While she has given away the majority of the dogs in her care, Lonardelli formed a close relationship with her seventh foster puppy, a black Border Collie-Lab mix named Shadow, and decided to adopt him as a pet.
Since getting the dog over the summer, she has used walks in her neighborhood and playing fetch as therapeutic options in recovering from her injuries. Comparing the traits of her puppy to the character of Mozzie from the TV show “White Collar,” Lonardelli decided to rename the dog Mozi, changing the spelling to make it similar to Cali.
“At the beginning, he was super-sick and we had to nebulize him. We had to feed him with a syringe initially, but he started to get better quickly,” explained Lonardelli.

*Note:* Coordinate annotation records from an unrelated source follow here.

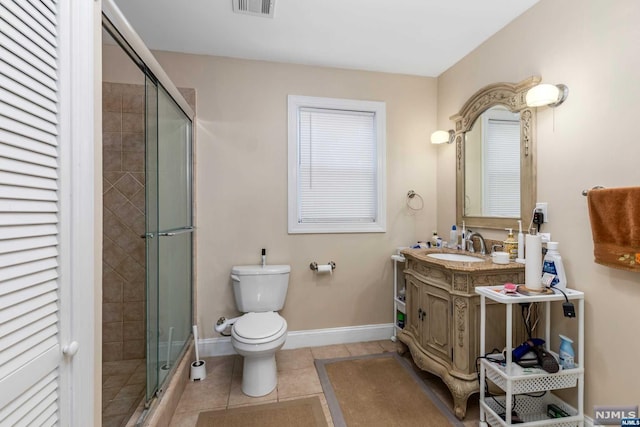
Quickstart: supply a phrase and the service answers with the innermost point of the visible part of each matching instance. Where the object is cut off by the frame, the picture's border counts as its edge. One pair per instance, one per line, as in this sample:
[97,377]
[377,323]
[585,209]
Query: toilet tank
[260,288]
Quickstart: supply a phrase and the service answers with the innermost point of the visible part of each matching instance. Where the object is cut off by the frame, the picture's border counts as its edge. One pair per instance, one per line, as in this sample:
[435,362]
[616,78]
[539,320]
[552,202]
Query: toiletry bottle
[434,240]
[552,264]
[520,258]
[510,245]
[464,237]
[453,237]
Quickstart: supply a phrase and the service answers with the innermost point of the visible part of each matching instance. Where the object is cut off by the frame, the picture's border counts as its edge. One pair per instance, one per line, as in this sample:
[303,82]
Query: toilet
[259,292]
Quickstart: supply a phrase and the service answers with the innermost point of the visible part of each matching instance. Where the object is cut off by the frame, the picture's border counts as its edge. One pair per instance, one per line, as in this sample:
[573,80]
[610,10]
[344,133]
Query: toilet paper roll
[326,268]
[533,262]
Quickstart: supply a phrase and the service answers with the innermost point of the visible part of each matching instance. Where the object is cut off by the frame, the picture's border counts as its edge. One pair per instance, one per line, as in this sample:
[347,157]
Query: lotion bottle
[453,237]
[510,245]
[520,258]
[552,264]
[434,239]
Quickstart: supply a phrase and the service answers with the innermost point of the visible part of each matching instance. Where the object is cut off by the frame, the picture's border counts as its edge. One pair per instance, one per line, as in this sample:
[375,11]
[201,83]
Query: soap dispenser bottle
[453,237]
[520,258]
[434,239]
[510,245]
[552,265]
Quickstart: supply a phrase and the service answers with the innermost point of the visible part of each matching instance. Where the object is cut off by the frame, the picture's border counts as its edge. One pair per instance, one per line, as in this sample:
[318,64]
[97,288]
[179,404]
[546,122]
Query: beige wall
[591,46]
[241,185]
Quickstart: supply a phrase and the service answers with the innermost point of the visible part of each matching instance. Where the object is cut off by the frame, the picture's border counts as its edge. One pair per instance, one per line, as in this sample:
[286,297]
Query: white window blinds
[336,167]
[29,336]
[502,169]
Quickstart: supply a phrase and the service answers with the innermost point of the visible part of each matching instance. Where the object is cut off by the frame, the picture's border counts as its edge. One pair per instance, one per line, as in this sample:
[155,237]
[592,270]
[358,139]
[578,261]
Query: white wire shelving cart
[399,305]
[520,384]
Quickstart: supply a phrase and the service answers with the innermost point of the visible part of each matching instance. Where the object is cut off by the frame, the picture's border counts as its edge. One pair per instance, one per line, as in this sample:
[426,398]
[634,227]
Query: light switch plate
[543,206]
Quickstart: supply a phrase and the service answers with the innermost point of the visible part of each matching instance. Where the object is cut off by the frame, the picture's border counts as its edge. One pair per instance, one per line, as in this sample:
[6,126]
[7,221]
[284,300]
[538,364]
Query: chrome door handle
[175,231]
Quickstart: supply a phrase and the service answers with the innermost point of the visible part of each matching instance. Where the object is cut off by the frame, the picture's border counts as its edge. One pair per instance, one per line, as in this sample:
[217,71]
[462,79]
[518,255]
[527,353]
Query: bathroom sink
[456,257]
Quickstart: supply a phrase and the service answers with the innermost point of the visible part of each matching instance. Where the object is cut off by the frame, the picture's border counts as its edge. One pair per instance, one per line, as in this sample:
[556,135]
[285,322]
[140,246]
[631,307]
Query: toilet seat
[257,328]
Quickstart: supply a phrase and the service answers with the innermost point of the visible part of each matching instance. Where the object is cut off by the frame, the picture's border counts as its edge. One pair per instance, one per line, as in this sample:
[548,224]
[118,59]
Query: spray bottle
[520,258]
[510,245]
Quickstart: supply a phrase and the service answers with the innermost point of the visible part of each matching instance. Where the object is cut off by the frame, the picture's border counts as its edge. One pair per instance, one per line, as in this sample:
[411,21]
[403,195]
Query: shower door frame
[114,21]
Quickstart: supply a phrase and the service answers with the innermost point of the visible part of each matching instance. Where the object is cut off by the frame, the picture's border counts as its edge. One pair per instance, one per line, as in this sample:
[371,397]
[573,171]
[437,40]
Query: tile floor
[123,384]
[297,378]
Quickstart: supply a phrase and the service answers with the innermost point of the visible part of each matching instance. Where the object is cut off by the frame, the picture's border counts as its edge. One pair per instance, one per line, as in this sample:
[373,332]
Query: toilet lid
[259,325]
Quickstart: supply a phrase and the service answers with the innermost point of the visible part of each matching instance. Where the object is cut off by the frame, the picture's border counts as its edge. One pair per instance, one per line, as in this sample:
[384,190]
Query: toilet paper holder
[314,265]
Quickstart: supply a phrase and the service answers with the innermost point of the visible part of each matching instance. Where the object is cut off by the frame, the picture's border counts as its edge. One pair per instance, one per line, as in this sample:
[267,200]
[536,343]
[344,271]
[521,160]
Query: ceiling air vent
[262,8]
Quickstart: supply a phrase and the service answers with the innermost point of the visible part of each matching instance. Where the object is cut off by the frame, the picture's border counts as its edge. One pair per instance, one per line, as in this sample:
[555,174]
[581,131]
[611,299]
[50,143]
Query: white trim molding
[210,347]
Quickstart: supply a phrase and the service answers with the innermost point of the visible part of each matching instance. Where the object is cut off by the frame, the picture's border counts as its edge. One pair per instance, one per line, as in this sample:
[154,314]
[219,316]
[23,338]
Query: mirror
[495,157]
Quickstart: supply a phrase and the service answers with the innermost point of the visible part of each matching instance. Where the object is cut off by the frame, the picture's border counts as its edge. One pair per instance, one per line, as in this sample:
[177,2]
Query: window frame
[378,108]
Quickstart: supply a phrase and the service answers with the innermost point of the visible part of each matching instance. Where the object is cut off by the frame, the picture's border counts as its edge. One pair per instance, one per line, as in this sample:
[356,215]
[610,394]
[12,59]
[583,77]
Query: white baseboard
[210,347]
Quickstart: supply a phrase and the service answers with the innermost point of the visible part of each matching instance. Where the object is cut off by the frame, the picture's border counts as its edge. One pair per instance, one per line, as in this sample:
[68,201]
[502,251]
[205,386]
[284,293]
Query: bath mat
[290,413]
[380,390]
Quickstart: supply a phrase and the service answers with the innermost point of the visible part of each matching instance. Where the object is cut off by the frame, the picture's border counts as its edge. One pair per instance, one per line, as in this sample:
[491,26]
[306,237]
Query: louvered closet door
[29,337]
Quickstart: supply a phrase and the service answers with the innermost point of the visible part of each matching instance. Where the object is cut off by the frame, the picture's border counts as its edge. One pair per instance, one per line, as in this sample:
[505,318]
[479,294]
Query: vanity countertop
[485,265]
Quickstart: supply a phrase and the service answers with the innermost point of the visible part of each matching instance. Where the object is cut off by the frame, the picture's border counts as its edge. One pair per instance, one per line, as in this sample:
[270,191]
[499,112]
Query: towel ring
[410,196]
[597,187]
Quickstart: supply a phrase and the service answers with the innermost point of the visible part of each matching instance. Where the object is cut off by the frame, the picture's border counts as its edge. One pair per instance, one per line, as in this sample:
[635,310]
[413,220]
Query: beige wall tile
[128,185]
[111,351]
[133,161]
[133,349]
[132,122]
[133,141]
[113,199]
[132,103]
[112,332]
[111,122]
[133,310]
[133,330]
[111,312]
[112,141]
[112,102]
[112,161]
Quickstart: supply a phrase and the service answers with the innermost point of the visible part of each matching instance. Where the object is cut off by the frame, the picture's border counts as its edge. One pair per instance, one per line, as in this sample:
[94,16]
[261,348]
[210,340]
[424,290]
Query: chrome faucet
[469,243]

Not only has Mozi warmed Lonardelli’s heart, but his story has also been recognized nation-wide through the Petco Foundation Holiday Wishes Grant Campaign. Since 2012, Petco has donated $4.2 million in grants to people and organizations who share their animal welfare stories.
“Companion Pet Rescue put up something on Facebook, that you could submit an essay to Petco on how a dog saved your life,” recalled Lonardelli.
Due to headaches, Lonardelli had a hard time writing her piece, but she pushed through to summarize her injuries and how Mozi has motivated her to continue with treatment.
To her surprise, Lonardelli was notified that her submission had been selected as one of 49 honorable mention honorees. Two entries came from Companion Pet Rescue, and the organization will be receiving $1,000 grants for the both of them.
“It was so exciting to be recognized,” said Lonardelli. “The puppies really need the help. We (foster families) provide care for every dog who comes through, so it can get expensive.”
Along with the initial grant, Companion Pet Rescue is now in the running to receive an additional $25,000 as the public’s favorite Petco Holiday Wishes story. To vote for Lonardelli, go to www.petcofoundation.org/holiday-wishes, search for Cali, and then submit an email address at her tab. Voting started last Friday and runs through Dec. 20 at 1 p.m. eastern time.
“The public can vote for their favorite stories and the top five vote-getters will receive money,” Lonardelli said.
As a believer that animal adoption is an important issue in the U.S., Lonardelli enjoys being able to work with Companion Pet Rescue.
“It is a great organization that takes care of so many dogs every year,” stated Lonardelli. “It is such a tight community that just wants to help the puppies. Seeing dogs go home to families is really cool.”
Besides Mozi, her family spends about two weeks with each foster dog.
“We feed them, give them a place to crash, get medication from the vet, and start to train them like they were one of our own,” Lonardelli explained.
To recover from her concussions, Lonardelli decided to put off going to college for a year and instead stay at home with her family. While missing being around her college friends around this fall, she has enjoyed having Mozi at her side for activities like hiking, visiting sunflower mazes and beaches, and baking.
“He gets so excited when he sees you that he wiggles and looks at you with his puppy eyes,” stated Lonardelli.
Reflecting on her personal experience and the plight of her dogs, Lonardelli has decided to commit to studying physical therapy in college. And, Lonardelli adds, as Mozi gets older, her family will continue to work with puppies.